In the years leading up to 1986, when my mom, sister Daunya and I lived with my grandma, we were often left alone, or may as well have been. When my mom was gone, we were left in the care of my grandmother. But she was an alcoholic busy drinking her screwdrivers or martinis. Alcoholism runs rampant in my family. More on that later.

Anyhow, because I was left in charge of myself so often, I learned to be very independent at a young age. Cooked my own meals (hot dogs and mac n cheese were my specialty), dressed myself, bathed myself (I think), and got myself to school. Ok, that’s a lie. I NEVER went to school. Instead, when my mom got home from wherever she was and it was time for school, I would act like I was going to school. But really, I would wander the apartment complex until it was time to come home. Ingenious right?

Lets talk about the Jamison Center. It’s a wonderful place, helping children who need emergency shelter. If I could bring myself to do it, I would volunteer my time there. However, I can’t. Why? Because I am so fucking traumatized by my stay there that I would not wish staying there on anyone. Don’t get me wrong- they did nothing to me to traumatize me. But take the fire, add that to being ripped away from your home, not knowing what is going to happen, where you will end up, being surrounded by other kids who have faced just as much trauma as you have (leaving them really fucked up)- you will have one traumatized child on your hands.

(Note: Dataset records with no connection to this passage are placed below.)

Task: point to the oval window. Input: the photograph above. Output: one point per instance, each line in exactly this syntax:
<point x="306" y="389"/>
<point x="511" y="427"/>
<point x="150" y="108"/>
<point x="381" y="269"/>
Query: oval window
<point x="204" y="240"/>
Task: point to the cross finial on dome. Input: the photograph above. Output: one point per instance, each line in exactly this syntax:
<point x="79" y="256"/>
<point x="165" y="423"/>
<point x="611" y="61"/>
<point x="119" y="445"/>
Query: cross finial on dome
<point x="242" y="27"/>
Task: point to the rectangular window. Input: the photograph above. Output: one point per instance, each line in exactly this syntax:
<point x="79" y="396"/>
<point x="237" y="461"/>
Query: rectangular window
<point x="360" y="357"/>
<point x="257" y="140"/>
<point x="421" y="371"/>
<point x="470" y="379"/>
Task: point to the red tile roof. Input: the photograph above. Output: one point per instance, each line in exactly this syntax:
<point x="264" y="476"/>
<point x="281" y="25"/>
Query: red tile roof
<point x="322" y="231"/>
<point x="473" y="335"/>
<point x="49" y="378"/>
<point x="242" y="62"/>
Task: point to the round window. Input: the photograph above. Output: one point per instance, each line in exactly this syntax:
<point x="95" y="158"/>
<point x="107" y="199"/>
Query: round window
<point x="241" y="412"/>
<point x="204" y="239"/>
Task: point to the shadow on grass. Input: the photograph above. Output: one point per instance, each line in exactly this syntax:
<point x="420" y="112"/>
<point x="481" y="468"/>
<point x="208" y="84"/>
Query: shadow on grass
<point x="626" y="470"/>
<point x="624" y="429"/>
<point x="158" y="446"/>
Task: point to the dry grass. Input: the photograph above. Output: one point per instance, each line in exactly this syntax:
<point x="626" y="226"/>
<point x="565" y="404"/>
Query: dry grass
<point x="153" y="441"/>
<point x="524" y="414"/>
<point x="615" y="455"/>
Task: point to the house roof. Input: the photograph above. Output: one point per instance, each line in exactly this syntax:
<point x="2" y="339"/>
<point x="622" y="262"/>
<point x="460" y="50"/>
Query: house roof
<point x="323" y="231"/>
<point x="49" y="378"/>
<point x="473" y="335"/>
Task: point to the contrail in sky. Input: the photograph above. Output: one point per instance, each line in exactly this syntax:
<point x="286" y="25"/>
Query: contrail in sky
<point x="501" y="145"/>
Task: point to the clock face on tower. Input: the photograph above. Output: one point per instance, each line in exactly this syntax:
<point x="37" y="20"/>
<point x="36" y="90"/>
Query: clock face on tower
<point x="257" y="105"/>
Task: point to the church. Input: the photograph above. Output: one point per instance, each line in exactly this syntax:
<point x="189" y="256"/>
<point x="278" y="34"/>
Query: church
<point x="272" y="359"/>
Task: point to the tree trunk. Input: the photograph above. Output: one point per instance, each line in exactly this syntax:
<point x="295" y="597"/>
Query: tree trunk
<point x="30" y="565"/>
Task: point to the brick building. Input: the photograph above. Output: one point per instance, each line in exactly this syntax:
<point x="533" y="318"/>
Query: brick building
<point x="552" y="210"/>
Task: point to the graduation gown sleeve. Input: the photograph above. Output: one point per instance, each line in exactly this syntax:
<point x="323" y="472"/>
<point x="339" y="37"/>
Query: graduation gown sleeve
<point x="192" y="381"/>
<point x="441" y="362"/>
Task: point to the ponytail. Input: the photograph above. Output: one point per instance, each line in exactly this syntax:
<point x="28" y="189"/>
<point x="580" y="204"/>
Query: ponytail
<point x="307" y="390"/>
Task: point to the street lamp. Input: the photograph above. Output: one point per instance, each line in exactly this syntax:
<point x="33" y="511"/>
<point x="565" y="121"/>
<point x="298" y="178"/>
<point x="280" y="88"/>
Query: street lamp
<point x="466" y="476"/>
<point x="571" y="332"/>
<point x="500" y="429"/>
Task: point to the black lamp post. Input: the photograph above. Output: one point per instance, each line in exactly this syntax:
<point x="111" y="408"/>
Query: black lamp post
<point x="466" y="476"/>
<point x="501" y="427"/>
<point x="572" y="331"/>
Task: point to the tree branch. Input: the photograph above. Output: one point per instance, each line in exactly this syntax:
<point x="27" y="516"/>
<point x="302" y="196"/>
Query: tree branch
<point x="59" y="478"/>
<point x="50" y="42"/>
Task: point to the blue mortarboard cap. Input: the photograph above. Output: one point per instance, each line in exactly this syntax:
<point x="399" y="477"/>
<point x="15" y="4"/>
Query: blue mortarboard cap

Because my clothes burned up in the fire, I had nothing to wear. Lucky for me, they  had a closet full of random clothing for me to wear. We went to school there as well. Which meant I went to school wearing donated clothing and slippers. I felt like an idiot. I felt like everyone was looking at me. Thus the foundation for my extreme insecurity was laid.  I do not know how long I was at the Jamison Center, but it felt like well over month.